The extract_cmip6_data() function allows extracting climate data for a specific location.

station <- data.frame(
  station_name = c("Bonn"),
  longitude = c(7.1),
  latitude = c(50.8))

extracted <- extract_cmip6_data(stations = station)

write.csv(extracted$`ssp126_AWI-CM-1-1-MR`, "data/extract_example_ssp126_AWI-CM-1-1-MR.csv", row.names = FALSE)

Calculating Relative Changes

Using the extracted data, relative climate change scenarios can be generated:

change_scenarios <- gen_rel_change_scenario(extracted)
write.csv(change_scenarios, "data/all_change_scenarios.csv", row.names = FALSE)

To make the data usable for further analysis, it can be converted into a structured format:

scen_list <- convert_scen_information(change_scenarios)

Adjusting the Baseline for Weather Simulations

If the baseline period of the scenarios does not match observational records, an adjustment is needed.

Example: Calculating the temperature trend in Bonn between 1996 and 2000:

temps_1996 <- temperature_scenario_from_records(Bonn_temps, 1996)
temps_2000 <- temperature_scenario_from_records(Bonn_temps, 2000)

base <- temperature_scenario_baseline_adjustment(temps_1996, temps_2000)

Now, the baseline of the scenarios is adjusted:

scen_list <- convert_scen_information(change_scenarios, give_structure = FALSE)

adjusted_list <- temperature_scenario_baseline_adjustment(
  base,
  scen_list,
  temperature_check_args = list(scenario_check_thresholds = c(-5, 15)))

Generating and Saving Climate Scenarios

The corrected climate scenarios can now be used in a weather generator:

temps <- temperature_generation(Bonn_temps, 
                                years = c(1973, 2019), 
                                sim_years = c(2001, 2100), 
                                adjusted_list)

save_temperature_scenarios(temps,
                           "data/future_climate",
                           "Bonn_futuretemps")

It’s important to save the data now to avoid waiting for the process to run again in the future. Temperature responses are calculated efficiently using the tempResponse_daily_list function, with three models: the Dynamic Model for chill accumulation, the GDH model for heat accumulation, and a simple model for frost hours.

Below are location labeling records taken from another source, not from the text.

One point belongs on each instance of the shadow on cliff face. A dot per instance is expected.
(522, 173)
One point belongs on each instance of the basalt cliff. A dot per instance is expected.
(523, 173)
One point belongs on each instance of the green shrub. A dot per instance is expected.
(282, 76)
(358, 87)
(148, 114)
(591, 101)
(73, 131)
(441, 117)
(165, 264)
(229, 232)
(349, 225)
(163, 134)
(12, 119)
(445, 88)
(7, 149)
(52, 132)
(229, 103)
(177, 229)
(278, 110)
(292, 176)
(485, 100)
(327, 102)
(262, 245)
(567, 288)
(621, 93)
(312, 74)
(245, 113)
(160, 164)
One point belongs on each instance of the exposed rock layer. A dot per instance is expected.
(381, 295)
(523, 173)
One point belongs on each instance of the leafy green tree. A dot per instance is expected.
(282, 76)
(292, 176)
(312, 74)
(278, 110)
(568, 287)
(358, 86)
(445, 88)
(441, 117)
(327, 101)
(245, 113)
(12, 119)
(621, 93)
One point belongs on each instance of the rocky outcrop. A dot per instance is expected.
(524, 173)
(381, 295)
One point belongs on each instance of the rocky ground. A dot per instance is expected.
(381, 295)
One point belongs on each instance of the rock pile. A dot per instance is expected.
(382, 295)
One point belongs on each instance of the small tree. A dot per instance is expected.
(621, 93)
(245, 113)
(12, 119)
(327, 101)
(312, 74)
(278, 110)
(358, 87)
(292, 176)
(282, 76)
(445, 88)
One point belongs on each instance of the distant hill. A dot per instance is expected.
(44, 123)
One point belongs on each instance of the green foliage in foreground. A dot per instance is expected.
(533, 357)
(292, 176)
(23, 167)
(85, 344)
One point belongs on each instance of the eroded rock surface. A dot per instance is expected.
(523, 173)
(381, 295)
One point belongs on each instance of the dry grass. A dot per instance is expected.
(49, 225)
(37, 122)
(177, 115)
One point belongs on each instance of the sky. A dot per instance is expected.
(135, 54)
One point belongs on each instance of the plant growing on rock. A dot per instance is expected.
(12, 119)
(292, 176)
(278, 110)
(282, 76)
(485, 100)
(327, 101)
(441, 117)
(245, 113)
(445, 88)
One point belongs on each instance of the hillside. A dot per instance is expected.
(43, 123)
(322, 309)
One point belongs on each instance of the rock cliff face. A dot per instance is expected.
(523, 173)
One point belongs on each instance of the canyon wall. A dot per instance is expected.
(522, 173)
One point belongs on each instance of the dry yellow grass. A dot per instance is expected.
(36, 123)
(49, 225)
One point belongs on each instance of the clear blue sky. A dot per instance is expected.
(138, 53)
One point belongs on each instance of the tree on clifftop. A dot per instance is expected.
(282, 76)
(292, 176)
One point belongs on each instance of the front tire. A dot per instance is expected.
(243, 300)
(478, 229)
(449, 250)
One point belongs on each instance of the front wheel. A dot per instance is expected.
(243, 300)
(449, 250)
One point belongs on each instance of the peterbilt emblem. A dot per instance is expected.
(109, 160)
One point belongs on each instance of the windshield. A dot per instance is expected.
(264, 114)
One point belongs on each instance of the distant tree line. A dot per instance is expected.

frost_model <- function(x)
  step_model(x,
             data.frame(
               lower = c(-1000, 0),
               upper = c(0, 1000),
               weight = c(1, 0)))

models <- list(Chill_Portions = Dynamic_Model,
               GDH = GDH,
               Frost_H = frost_model)

Climate scenarios are generated using the make_climate_scenario function and plotted. Historical and future climate scenarios are combined, and for each SSP and year (2050, 2085), the scenario is added.

chill_future_scenario_list <- tempResponse_daily_list(temps,
                                                    latitude = 50.8,
                                                    Start_JDay = 305,
                                                    End_JDay = 59,
                                                    models = models)

chill_future_scenario_list <- lapply(chill_future_scenario_list,
                                     function(x) x %>%
                                       filter(Perc_complete == 100))

save_temperature_scenarios(chill_future_scenario_list,
                           "data/future_climate",
                           "Bonn_futurechill_305_59")

Loading Historical Data and Making Climate Scenarios

Historical climate data is loaded and used to create climate scenarios for both past and future conditions.

chill_hist_scenario_list <- load_temperature_scenarios("data",
                                                     "Bonn_hist_chill_305_59")

observed_chill <- read_tab("data/Bonn_observed_chill_305_59.csv")

chills <- make_climate_scenario(
  chill_hist_scenario_list,
  caption = "Historical",
  historic_data = observed_chill,
  time_series = TRUE)

plot_climate_scenarios(
  climate_scenario_list = chills,
  metric = "Chill_Portions",
  metric_label = "Chill (Chill Portions)")

Processing Future Climate Scenarios by SSP and Time

For each SSP and time combination (2050, 2085), future climate scenarios are added to the climate scenarios object.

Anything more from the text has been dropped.